Positives _____________________ x 100 Positives + Negatives
However, whole genome screen data is not included.File 2. Lists samples with mutations (positives) from whole genome screens but samples without mutations (negatives) are not included. The number of samples analysed by whole genome screening can be extracted from File 3. by selecting rows where the 'whole genome screen' column is equal to 'y'. Frequencies can be calculated as follows -
Positives in File 2 _____________________________________ x 100 Whole Genome Screen Samples in File 3For the total dataset (targeted and whole genome screens), calculate the frequencies as follows -
Positives in File 1 + Positives in File 2 ___________________________________________________________________________________ x 100 Negatives in File 1 + Positives in File 1 + Whole Genome Screen Samples in File 3To calculate frequencies for a specific tissue/histology of interest, the sample set must be restricted to those matching the tissue/histology classification. Please see the help section on Sample Counting for a description of how we count samples in COSMIC, and also the Mutation Frequency section on the same page.
What does the term 'Whole Genome Screen' mean?
We use the term 'Whole Genome Screen' to describe any study which has surveyed all genes in the genome, in contrast to a 'Targeted Screen' which surveys a smaller subset of genes. This term does not differentiate between whole genome sequencing and whole exome sequencing.
How are mutations mapped to gene sequences?
We attempt to map every mutation to a single version of a gene, but where this is not possible we map to an alternative transcript. The gene sequences are held in COSMIC and available in the download section.
What mutation detection method was employed?
Mutation screening methods differ in their sensitivity and the sensitivity of a particular method can vary from laboratory to laboratory. Some methods identify all classes of small intragenic mutation (base substitutions and small insertions/deletions). However, the protein truncation test will not detect mutations that cause missense amino acid substitutions.
Was the whole gene screened?
Some genes are characterised by mutation hot spots, for example BRAF, RAS and TP53. These genes are often screened for somatic mutations only in the region most likely to contain mutations. This strategy will obviously miss mutations located elsewhere in the gene and hence will provide a distorted view of the distribution of mutations in the gene and perhaps underestimate the frequency of mutations.
Has the sample been screened before?
There are examples where the same data is reported twice, perhaps in a follow-up study with reference to further data or as a positive control, for example using cell lines with known mutations. Where possible we have noted sample names and within papers have removed any redundancy. However between papers it is not possible to confirm two samples with the same name are indeed the same sample. We have therefore included both samples and both results in COSMIC. If you want to review this information the sample name, mutation and paper reference are displayed in the Mutation Details view.
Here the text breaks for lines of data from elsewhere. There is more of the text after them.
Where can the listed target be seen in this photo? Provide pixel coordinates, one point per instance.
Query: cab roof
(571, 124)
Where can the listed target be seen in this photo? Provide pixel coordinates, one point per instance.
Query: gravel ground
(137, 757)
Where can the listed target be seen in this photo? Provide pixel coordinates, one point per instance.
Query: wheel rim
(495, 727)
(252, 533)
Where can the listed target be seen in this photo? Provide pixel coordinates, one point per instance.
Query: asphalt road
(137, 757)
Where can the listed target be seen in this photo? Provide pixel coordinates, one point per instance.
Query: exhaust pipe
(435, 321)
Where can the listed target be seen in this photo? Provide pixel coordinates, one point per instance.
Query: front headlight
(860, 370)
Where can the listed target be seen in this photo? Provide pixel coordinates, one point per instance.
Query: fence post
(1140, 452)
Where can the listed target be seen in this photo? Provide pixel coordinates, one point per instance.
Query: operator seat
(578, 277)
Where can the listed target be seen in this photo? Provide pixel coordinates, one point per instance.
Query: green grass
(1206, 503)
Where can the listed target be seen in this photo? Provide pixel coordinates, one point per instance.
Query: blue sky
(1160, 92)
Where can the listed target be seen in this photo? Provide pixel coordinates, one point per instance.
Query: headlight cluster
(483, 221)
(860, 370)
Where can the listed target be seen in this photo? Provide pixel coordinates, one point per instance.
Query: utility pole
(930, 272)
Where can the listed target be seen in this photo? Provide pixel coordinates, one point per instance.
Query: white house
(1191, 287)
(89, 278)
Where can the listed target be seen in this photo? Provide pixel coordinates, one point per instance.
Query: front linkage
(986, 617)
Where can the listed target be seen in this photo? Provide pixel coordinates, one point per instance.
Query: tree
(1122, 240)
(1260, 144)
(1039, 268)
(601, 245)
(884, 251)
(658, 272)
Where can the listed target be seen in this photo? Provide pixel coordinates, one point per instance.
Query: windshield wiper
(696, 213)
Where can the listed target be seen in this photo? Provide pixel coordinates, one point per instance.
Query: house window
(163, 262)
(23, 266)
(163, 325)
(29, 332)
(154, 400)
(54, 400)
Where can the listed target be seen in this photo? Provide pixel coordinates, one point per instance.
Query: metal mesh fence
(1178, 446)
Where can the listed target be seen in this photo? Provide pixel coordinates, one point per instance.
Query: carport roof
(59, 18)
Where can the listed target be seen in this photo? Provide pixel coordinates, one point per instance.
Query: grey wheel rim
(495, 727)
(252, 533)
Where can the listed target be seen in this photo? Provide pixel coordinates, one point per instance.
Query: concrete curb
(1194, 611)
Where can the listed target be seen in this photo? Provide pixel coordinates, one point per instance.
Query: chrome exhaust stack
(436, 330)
Are all the mutations real?
For many putative somatic mutations that have been reported in the published literature, definitive evidence that they are somatically acquired (through demonstration of their absence in normal DNA from the same individual as the tumour) is not available. Therefore, occasional germline variants may have inadvertently been represented in publications as somatic mutations and entered in the database. In addition, simple laboratory errors which result in an incorrect normal DNA sample (i.e. from a different individual) being analysed as a control for a particular tumour sample may provide apparently persuasive, but misleading, evidence of somatic origin. Finally, DNA amplification methods have an intrinsic error rate, and these errors may subsequently be interpreted as somatic mutations. There is some evidence that this may be a particular problem in analyses of archival formalin-fixed, paraffin embedded material.